Role of foreign envoys 

As the crisis loomed over the hand-over of power to a caretaker administration, the United States and the United Kingdom on October 27, 2006 urged the political parties to exercise restraint and resolve their differences through the political process peacefully to ensure free and fair elections.

Spokespersons of the two embassies told the media that they did not support violence, but rather would support the right to assembly and expression of views by different groups in a peaceful manner.

Then the US State Department spokesperson, Sean McCormack, told a daily press briefing in Washington the same day that Bangladesh’s people would decide their domestic political issues.

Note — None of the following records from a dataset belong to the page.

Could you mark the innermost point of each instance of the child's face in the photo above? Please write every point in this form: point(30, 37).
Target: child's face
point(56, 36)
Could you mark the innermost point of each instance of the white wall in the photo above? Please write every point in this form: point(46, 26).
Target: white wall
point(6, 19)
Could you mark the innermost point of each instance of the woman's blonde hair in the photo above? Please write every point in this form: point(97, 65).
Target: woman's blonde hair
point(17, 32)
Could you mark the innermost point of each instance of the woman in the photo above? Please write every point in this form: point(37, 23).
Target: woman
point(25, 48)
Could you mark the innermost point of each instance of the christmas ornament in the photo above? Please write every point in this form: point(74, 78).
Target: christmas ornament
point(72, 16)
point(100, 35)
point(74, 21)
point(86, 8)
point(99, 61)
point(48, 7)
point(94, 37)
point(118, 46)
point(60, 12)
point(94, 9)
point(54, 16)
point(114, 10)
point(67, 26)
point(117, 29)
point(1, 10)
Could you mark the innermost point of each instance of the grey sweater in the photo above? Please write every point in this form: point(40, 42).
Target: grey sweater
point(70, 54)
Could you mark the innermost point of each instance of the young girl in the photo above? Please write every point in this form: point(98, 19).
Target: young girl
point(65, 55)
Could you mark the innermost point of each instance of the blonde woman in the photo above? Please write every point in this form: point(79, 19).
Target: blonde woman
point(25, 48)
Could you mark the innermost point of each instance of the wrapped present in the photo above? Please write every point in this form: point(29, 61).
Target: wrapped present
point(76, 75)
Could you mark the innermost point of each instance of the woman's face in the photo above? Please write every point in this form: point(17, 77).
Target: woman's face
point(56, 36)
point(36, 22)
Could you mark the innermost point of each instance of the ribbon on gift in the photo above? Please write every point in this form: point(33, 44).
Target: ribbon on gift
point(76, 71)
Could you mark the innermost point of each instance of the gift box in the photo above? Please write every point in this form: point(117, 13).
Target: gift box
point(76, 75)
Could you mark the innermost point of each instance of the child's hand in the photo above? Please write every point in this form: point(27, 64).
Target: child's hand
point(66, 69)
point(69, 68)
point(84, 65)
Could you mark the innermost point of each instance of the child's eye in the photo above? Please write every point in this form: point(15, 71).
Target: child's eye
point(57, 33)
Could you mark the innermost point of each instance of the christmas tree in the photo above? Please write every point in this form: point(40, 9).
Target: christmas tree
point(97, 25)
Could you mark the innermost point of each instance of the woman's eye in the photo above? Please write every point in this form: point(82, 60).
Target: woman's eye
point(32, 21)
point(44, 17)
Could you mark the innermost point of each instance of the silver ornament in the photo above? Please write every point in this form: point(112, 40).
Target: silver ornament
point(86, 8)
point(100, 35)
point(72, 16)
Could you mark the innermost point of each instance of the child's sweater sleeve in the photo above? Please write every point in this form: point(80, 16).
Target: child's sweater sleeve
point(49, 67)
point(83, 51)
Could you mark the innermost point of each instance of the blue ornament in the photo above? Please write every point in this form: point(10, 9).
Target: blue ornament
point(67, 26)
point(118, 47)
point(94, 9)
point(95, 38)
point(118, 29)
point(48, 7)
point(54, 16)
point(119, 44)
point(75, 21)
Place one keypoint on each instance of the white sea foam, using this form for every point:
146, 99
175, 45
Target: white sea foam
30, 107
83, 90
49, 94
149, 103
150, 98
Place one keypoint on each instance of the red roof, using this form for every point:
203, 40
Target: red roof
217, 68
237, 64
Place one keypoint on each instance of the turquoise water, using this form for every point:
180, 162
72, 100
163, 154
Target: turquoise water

Earlier, ambassadors and high commissioners accredited to Bangladesh from Australia, Canada, Denmark, France, Germany, Italy, Japan, the Netherlands, Norway, the Republic of Korea, Switzerland, the UK, and the USA as well as the ambassador of the European Commission and the Resident Coordinator of the United Nations formed the “Tuesday Group” in late 2005 for a free and fair election in Bangladesh.

A smaller circle, known as Quad Group, was created in July 2006 with the envoys of the US, the UK, Australia and Canada. On October 4, 2006, the heads of the missions met and gave final approval for the UK-drafted elections threshold paper and the US-drafted caretaker government engagement framework. 

They also discussed efforts to promote dialogue and confidence-building measures between the BNP and the AL, when the latter threatened street action and an election boycott absent major changes in the electoral and caretaker regime systems.